2. Comments of Walker’s 9 APRIL 2015 Views ( Link: HC21)

Views 1 and 2 – show the huge visual impact that the apartments would have on the view over the heritage treed area, even from the distances and the angles chosen

View 3 – shows how the view of the existing heritage trees will be nearly completely masked by the apartments. The photo montage also does not show the full height extent of the apartments

View 4 – We cant see the point of this photo. The existing trees will undoubtedly be removed when a building will be erected on the empty site, which will reveal the 5 storey apartment block above any 2 storey building erected on the block.

View 5 – this has been taken from far away, at the bottom of the park which is a spot seldom used by park users. It doesn’t show the impact from the pathway through the park.

3. Impact on current viewlines within the original (1860) Willsmere Asylum Reserve.

Both the Yarra Bend Park Lookout on the Main Yarra Trail (Kew Trig Point) , and the busy Wurundjeri Spur Lookout on the Yarra Boulevard are located within the grounds of the original Willsmere Asylum Reserve. Both provide view lines that still clearly show Willsmere within the context of the Yarra Bend Park, and the river itself in the valley below, plus the site of the former Yarra Bend Asylum (1854) on the west bank of the river, with the backdrop of the City Skyline in the west.
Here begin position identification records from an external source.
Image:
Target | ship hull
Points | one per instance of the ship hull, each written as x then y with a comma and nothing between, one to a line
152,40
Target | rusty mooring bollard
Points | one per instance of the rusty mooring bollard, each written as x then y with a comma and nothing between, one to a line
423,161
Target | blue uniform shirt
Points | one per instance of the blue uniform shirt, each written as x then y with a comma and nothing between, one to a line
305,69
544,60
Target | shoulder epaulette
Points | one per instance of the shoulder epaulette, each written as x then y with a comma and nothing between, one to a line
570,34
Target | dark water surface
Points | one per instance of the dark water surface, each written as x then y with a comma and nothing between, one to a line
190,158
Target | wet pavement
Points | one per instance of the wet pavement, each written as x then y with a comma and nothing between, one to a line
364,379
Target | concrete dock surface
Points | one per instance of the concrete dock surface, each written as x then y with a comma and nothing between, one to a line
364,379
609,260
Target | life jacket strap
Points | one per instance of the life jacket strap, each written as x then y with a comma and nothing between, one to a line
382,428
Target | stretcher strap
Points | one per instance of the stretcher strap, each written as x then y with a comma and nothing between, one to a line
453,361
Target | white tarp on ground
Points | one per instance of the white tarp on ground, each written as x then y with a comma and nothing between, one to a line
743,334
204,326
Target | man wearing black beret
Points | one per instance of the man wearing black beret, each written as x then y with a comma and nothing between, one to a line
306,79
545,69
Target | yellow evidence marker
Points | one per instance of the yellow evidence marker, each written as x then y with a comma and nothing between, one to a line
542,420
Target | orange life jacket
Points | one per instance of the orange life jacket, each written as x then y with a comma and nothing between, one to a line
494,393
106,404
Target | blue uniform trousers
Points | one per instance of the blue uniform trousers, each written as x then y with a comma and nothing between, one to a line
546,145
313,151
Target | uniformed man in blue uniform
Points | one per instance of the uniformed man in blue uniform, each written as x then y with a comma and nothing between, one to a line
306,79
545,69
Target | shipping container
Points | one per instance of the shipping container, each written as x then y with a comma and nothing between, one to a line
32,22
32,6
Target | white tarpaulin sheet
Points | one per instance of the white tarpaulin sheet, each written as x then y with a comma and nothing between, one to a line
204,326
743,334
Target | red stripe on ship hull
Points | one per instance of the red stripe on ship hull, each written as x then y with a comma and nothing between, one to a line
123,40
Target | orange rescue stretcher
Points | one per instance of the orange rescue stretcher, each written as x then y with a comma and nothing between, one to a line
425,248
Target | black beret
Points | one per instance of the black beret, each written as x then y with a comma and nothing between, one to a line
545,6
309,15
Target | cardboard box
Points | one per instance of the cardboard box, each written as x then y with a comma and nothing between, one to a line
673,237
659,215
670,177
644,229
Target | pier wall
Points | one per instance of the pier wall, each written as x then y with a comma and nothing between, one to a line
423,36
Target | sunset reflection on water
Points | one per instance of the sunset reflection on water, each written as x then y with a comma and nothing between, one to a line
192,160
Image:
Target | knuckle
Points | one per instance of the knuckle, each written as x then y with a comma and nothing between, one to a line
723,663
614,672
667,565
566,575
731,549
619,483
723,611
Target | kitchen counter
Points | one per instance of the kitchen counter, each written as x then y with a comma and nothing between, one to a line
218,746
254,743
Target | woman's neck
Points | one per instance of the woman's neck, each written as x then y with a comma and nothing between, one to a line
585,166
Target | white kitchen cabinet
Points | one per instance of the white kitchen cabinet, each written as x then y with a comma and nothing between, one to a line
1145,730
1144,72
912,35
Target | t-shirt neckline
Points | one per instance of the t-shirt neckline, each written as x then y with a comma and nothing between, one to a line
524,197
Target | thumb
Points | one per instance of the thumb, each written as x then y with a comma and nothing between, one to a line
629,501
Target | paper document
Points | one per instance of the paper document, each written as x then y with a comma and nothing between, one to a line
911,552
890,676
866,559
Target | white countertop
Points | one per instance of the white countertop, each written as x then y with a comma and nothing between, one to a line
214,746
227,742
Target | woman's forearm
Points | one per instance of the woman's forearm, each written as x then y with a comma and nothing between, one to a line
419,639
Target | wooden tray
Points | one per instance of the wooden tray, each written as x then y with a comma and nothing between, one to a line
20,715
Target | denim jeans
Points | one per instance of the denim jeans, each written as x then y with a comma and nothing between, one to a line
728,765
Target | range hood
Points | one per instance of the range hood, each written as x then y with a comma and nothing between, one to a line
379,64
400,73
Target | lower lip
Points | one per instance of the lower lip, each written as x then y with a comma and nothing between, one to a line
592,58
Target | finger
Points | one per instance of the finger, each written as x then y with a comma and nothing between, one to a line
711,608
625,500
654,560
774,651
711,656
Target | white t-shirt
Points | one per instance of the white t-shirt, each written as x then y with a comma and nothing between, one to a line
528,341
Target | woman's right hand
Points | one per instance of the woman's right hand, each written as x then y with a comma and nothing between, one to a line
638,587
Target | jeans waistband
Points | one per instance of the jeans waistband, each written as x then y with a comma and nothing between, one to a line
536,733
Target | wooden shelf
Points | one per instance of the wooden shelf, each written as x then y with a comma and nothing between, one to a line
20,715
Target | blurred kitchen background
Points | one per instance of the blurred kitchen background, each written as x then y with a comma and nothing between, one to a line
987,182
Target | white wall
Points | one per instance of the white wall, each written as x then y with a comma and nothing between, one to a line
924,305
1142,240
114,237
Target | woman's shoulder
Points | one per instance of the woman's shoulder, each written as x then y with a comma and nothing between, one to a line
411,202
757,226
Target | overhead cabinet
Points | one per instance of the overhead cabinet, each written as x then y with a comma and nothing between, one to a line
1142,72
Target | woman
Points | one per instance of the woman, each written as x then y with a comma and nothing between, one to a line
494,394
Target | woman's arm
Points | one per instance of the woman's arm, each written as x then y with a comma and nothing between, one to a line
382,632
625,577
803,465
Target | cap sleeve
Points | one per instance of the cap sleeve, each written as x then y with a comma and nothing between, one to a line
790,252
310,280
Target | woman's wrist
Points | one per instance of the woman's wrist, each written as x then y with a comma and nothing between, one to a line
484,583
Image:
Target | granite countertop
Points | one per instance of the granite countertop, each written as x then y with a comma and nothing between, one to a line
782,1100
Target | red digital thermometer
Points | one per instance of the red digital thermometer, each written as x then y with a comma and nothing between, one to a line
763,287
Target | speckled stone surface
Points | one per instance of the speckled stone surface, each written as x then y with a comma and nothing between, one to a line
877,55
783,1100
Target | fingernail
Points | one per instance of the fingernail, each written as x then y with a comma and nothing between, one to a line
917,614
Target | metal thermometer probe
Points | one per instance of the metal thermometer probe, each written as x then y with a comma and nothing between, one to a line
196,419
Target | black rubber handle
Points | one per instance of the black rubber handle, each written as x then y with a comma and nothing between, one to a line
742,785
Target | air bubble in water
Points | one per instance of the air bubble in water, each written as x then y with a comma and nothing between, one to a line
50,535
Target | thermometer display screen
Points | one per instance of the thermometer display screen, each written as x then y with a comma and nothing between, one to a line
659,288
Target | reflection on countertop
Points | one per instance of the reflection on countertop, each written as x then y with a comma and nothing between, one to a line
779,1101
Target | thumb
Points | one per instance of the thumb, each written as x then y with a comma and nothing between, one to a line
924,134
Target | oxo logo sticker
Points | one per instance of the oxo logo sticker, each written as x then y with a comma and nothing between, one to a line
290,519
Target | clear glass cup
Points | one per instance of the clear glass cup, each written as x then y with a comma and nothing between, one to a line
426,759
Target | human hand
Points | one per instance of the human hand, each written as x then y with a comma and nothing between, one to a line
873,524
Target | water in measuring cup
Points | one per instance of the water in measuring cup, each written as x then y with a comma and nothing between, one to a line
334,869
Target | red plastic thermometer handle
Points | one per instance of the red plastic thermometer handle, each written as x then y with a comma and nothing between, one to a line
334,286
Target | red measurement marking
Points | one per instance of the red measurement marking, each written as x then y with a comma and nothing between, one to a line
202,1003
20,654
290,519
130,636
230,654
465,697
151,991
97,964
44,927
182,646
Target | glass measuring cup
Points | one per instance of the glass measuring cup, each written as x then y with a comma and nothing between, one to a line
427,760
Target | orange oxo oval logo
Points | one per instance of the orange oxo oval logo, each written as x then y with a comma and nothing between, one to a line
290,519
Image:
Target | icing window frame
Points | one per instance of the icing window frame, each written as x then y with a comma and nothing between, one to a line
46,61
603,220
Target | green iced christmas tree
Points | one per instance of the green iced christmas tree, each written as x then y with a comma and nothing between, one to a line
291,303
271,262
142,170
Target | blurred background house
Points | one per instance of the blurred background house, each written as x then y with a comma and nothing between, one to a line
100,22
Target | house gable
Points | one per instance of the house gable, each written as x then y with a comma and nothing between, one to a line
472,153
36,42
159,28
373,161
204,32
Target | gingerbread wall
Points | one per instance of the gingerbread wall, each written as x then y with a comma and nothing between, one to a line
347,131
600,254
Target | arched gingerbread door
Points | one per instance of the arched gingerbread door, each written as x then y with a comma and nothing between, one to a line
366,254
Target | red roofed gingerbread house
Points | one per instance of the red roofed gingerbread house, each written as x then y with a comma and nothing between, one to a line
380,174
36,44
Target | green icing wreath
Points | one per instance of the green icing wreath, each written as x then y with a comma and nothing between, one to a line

Unfortunately if Walker’s proposal is proceeded with then from the latter two lookouts the top stories of Walker’s apartments will appear to be suspended slap bang between the two main Willsmere towers directly above the existing roofline. (At least one and a half to two and half stories of the five stories proposed will be ‘on display’ in this way depending on final plans and approvals)

A similar view will appear when Willsmere is viewed from further away on this view line across the Yarra, for example from Fairfield Park..

As a consequence the continuity of the original Willsmere reserve will be further fragmented, and the uniqueness and distinctiveness of the historic buildings on the ridge line will be lost forever.

Fig 1. Willsmere from Yarra Bend Trail Lookout (Kew Trig Point)


4. Impact on Willsmere Skyline as seen from the Central Business District.

As previously noted in our objection to the Walker proposal, even if the roofline of the proposed apartments were to be restricted to 79.8m AHD, then there will still be an an unacceptable heritage impact on the Willsmere skyline as viewed from around Melbourne. e.g.: from the CBD.